A primeira grande ação nacional será no sábado, dia 17 de abril, Dia Internacional da Luta Camponesa, dia de memória e resistência do Massacre de Eldorado dos Carajás. No entanto, o PT Campos se programa para realizar a atividade no município dia 1º de Maio, em homenagem aos trabalhadores, trabalhadoras e em alerta ao gritante desemprego no país. 

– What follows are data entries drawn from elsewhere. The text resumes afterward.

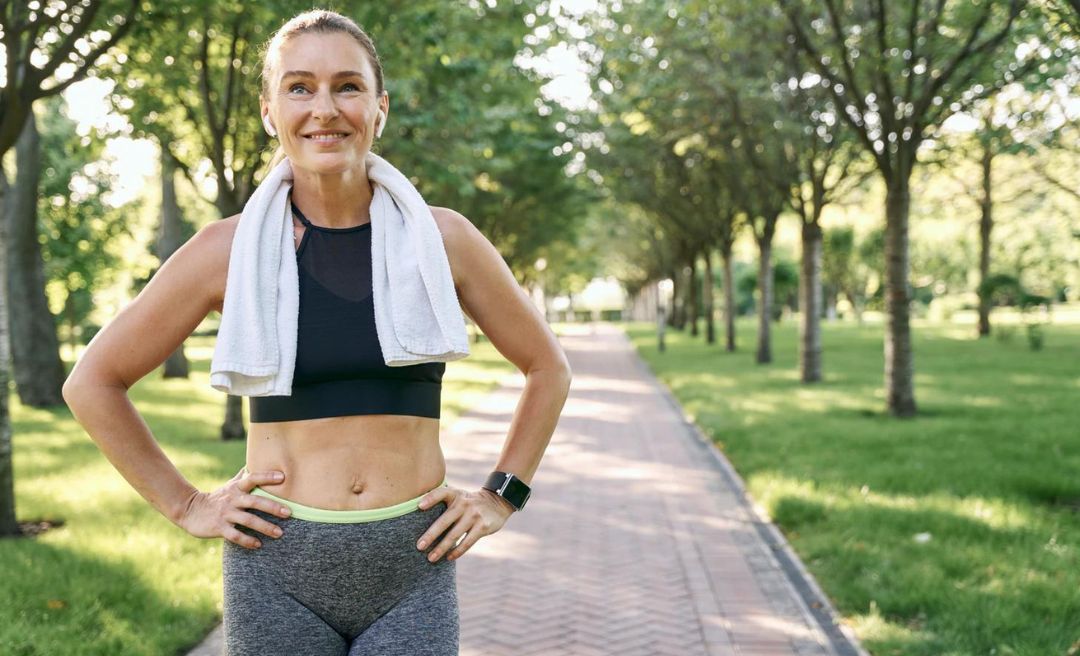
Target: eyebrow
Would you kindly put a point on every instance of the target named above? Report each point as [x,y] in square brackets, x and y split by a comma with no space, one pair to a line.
[308,74]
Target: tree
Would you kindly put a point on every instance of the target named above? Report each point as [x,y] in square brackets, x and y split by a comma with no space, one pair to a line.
[39,372]
[898,70]
[79,229]
[72,35]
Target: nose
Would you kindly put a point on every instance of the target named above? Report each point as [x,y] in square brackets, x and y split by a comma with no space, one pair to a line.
[324,107]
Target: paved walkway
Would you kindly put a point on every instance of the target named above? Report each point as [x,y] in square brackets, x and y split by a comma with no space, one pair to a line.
[638,539]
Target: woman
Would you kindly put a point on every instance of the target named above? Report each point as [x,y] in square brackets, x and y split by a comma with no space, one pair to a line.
[339,536]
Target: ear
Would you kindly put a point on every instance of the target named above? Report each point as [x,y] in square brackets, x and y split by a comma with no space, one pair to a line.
[382,111]
[266,120]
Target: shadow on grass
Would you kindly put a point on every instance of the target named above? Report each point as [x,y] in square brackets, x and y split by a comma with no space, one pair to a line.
[103,611]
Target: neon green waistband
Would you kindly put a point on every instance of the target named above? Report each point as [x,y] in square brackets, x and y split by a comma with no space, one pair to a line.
[345,517]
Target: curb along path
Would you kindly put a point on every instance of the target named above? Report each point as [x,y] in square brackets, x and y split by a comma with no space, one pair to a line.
[638,538]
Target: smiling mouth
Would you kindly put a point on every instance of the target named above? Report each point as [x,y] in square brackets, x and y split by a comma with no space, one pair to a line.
[326,137]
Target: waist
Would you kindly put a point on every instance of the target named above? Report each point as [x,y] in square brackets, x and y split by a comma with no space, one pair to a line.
[350,463]
[337,398]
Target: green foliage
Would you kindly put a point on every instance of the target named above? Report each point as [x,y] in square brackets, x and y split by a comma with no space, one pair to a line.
[466,123]
[118,578]
[955,533]
[77,228]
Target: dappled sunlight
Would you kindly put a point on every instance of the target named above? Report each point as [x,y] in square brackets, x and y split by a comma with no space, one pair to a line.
[511,546]
[769,624]
[874,630]
[771,489]
[584,383]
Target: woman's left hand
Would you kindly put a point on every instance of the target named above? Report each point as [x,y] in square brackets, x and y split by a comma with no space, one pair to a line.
[471,513]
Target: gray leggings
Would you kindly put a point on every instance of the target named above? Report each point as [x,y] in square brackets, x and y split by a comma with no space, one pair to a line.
[340,587]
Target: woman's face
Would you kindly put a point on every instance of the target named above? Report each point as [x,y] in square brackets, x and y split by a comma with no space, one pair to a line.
[324,83]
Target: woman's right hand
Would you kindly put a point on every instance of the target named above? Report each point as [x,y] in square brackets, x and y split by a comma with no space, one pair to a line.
[214,513]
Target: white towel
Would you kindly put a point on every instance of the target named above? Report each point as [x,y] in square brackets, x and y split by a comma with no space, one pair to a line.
[417,313]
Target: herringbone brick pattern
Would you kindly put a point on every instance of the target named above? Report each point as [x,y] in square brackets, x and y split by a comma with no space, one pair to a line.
[631,545]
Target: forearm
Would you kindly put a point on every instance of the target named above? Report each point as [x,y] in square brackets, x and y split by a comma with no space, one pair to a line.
[108,416]
[534,422]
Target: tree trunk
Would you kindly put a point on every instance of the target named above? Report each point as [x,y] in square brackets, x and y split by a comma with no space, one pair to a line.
[765,305]
[678,297]
[729,298]
[810,299]
[676,309]
[36,349]
[691,291]
[985,226]
[170,238]
[899,358]
[8,523]
[707,294]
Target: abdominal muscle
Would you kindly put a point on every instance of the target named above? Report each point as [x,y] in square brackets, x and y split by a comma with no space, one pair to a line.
[353,463]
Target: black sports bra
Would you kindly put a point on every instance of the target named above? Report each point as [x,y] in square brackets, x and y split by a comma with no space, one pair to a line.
[339,366]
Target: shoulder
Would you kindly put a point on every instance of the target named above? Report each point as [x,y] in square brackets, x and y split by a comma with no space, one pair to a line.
[451,224]
[460,238]
[213,244]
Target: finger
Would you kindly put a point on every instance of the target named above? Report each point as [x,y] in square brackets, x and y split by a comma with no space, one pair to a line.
[437,527]
[261,478]
[471,537]
[255,523]
[241,538]
[436,495]
[259,503]
[451,538]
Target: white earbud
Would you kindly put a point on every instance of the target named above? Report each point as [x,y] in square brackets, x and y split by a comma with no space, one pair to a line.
[382,123]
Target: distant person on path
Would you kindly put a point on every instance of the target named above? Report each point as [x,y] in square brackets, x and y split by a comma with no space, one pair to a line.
[340,531]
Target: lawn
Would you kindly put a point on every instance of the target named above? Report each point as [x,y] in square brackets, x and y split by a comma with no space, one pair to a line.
[954,533]
[118,578]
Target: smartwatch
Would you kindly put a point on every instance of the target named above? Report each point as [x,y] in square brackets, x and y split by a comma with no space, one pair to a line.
[509,487]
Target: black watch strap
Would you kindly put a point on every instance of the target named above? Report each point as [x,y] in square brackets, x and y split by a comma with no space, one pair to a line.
[509,487]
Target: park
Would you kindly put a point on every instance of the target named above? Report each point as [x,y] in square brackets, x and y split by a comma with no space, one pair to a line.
[814,264]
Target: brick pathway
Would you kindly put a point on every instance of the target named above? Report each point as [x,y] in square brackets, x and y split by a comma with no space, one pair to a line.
[638,539]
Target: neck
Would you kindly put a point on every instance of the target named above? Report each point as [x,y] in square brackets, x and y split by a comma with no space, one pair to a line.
[340,200]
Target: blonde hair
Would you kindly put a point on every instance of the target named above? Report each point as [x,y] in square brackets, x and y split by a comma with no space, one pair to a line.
[315,21]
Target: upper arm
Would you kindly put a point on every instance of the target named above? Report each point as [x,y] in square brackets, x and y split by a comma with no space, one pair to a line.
[179,295]
[491,297]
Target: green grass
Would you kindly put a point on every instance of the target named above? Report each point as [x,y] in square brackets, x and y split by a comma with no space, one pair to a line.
[119,578]
[989,469]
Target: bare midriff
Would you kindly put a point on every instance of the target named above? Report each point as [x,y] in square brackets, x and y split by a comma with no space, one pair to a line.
[353,463]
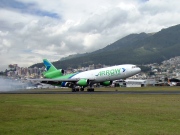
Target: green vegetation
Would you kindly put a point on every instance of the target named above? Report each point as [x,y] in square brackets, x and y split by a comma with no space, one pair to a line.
[109,114]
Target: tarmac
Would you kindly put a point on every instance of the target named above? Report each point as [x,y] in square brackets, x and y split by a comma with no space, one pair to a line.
[34,91]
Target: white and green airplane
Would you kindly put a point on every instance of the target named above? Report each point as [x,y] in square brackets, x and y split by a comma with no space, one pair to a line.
[104,76]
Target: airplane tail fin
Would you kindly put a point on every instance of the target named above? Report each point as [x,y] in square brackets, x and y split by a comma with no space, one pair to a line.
[51,71]
[49,66]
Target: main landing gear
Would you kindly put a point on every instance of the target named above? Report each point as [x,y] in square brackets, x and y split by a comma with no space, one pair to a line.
[90,89]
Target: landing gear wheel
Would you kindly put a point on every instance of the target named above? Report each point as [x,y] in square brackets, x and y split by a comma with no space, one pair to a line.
[82,89]
[90,89]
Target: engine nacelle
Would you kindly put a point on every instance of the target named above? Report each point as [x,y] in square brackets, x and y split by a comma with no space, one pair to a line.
[83,82]
[54,74]
[106,83]
[65,84]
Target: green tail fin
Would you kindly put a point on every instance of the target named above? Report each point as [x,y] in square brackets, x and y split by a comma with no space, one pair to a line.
[49,66]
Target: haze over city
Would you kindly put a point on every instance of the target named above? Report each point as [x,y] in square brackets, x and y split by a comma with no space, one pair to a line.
[32,30]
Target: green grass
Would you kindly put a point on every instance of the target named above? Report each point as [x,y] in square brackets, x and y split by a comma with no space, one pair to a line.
[92,114]
[160,88]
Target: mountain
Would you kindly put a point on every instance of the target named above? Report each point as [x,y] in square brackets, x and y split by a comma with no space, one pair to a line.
[135,48]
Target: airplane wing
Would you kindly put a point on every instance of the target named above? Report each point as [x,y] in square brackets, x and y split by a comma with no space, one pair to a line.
[55,80]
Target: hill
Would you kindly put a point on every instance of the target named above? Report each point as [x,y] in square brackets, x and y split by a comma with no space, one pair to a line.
[135,48]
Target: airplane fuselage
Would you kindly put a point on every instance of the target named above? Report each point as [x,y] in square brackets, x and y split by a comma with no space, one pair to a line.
[108,74]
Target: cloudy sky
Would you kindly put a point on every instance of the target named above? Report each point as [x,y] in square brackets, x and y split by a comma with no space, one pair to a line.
[31,30]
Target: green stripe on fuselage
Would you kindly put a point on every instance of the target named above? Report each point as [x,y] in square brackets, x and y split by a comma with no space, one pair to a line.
[68,76]
[109,72]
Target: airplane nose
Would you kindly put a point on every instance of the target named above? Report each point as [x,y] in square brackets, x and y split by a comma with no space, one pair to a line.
[139,69]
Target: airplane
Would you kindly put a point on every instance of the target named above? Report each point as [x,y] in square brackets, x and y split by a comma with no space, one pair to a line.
[104,76]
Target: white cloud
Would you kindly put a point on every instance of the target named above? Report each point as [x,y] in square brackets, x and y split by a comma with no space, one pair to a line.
[53,29]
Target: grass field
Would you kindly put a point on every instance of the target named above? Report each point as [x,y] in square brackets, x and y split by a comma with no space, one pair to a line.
[89,114]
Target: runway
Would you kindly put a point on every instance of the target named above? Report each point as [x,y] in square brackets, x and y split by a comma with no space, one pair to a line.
[95,92]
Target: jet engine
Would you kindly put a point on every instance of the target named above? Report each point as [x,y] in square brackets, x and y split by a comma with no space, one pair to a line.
[83,82]
[54,74]
[106,83]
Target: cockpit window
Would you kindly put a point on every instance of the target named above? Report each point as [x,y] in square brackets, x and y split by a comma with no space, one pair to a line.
[134,66]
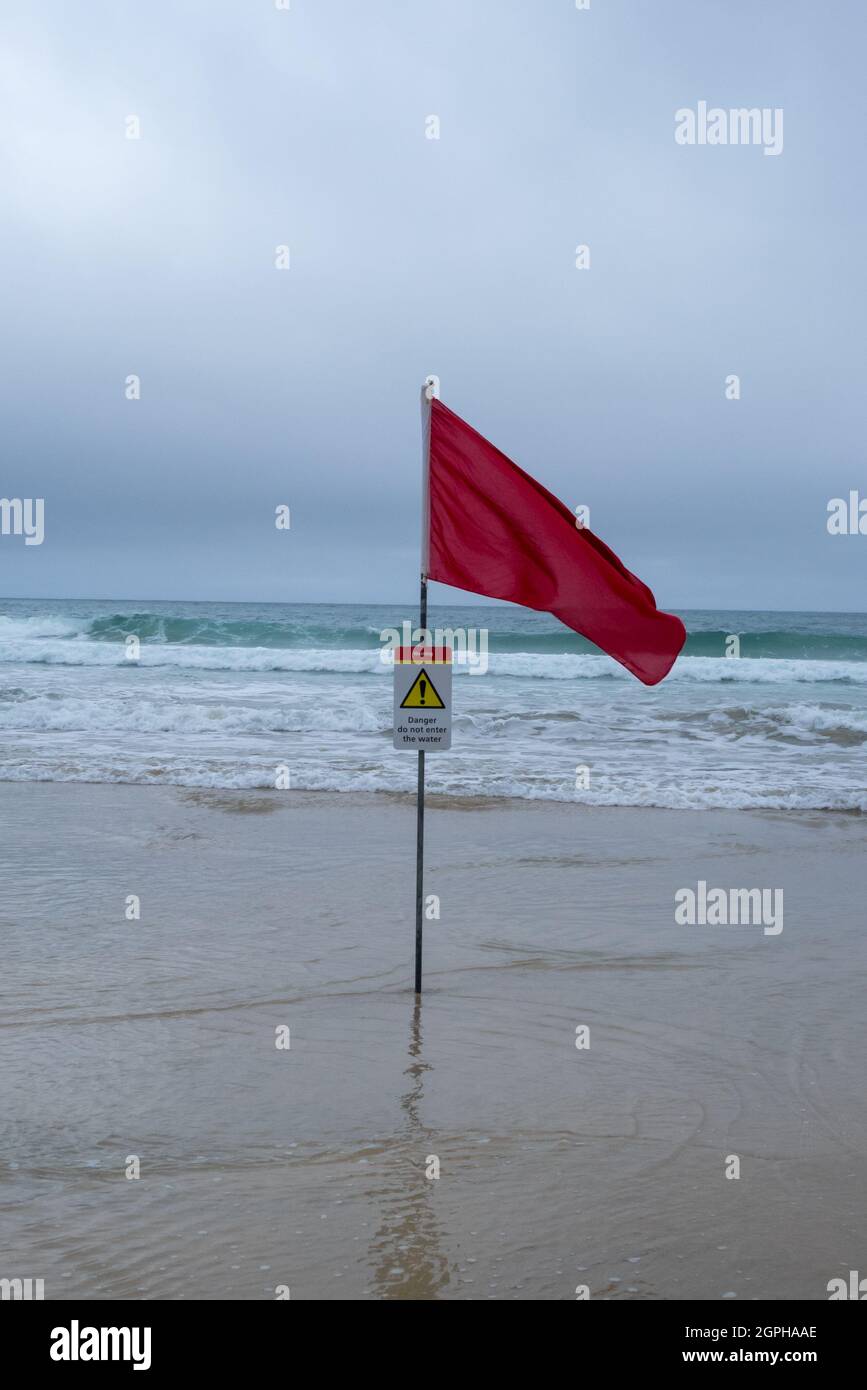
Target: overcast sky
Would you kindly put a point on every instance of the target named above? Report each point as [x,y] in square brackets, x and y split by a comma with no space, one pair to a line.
[261,127]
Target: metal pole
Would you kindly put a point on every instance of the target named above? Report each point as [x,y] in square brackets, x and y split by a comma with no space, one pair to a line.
[423,623]
[428,392]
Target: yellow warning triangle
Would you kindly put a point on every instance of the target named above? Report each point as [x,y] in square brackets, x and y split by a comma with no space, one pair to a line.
[421,694]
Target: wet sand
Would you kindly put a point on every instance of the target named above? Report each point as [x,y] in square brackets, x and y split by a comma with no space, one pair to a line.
[306,1166]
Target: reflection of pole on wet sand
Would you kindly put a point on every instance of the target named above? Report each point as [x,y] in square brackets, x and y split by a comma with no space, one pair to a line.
[407,1260]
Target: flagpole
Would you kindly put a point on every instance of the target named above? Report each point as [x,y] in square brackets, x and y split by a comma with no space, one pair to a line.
[428,392]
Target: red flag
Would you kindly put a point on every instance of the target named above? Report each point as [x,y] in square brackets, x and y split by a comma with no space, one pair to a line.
[495,530]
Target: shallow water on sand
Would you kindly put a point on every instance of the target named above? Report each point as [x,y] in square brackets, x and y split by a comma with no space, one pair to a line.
[306,1166]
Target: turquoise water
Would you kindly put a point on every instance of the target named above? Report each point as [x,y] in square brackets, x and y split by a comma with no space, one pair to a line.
[221,694]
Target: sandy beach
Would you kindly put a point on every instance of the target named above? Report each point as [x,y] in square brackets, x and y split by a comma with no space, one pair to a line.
[306,1166]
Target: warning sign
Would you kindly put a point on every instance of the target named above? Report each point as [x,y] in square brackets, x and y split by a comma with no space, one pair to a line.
[423,694]
[423,697]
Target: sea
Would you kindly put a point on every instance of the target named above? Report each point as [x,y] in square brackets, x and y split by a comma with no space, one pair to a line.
[238,695]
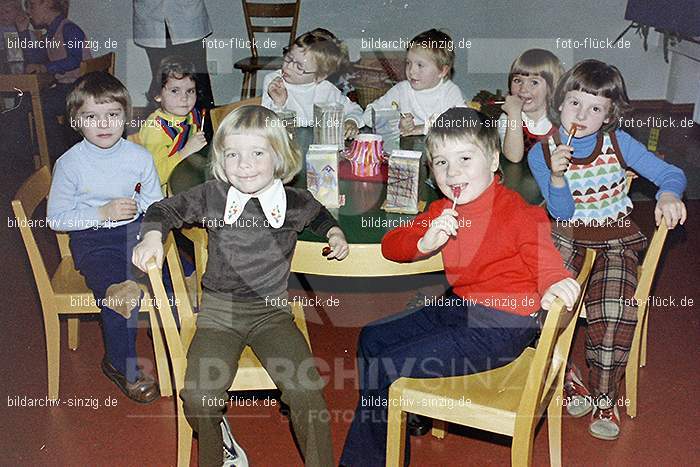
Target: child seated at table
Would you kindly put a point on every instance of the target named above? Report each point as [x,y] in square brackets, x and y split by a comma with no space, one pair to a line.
[94,198]
[428,90]
[59,53]
[253,221]
[591,209]
[499,260]
[532,79]
[302,82]
[174,131]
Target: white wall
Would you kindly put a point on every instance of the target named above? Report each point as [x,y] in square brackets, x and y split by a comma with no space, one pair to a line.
[499,31]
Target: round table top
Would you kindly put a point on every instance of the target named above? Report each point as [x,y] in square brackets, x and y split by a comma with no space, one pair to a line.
[361,217]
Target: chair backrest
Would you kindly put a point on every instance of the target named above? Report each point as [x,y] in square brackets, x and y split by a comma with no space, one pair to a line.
[103,63]
[549,362]
[32,192]
[258,16]
[219,113]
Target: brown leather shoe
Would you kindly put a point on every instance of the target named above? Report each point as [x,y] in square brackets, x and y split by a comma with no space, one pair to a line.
[144,390]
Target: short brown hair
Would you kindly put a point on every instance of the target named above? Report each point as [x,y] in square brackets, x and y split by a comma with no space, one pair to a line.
[538,62]
[102,87]
[255,119]
[439,46]
[329,53]
[597,78]
[463,124]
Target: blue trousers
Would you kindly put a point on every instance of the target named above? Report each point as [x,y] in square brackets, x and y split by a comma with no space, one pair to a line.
[433,341]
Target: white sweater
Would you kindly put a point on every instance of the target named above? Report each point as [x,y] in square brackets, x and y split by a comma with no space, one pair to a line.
[302,97]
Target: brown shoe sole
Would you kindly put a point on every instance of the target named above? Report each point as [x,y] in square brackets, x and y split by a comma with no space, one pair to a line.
[134,391]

Em Campos, a fome se mostra cada dia mais cruel, com longas filas em busca de doações de comida e o crescente número de moradores de rua.
Para saber como ajudar, acompanhe as redes do PT Campos dos Goytacazes no instagram e facebook a partir de amanhã, 17.
SOBRE A CAMPANHA
Pela primeira vez em 17 anos, mais da metade da população não tem certeza se haverá comida suficiente em casa no dia seguinte, teve que diminuir a qualidade e a quantidade do consumo de alimentos ou passou fome. São 116,8 milhões de pessoas na situação de insegurança alimentar no Brasil, de acordo com pesquisa divulgada pela Rede Brasileira de Pesquisa em Soberania e Segurança Alimentar e Nutricional (Rede Penssan).
A fome havia sido superada em 2013 pelo Brasil, quando a Organização das Nações Unidas (ONU) retirou o país do Mapa da Fome, graças à política nacional de segurança alimentar implementada em 2003 pelo presidente Lula.
Após o golpe que tirou a presidenta Dilma Rousseff da Presidência da República, a falta de comida voltou a assolar a população, situação que se agrava com o descaso do Governo Bolsonaro no tratamento da pandemia, as políticas neoliberais e o fim do auxílio emergencial de 600 reais.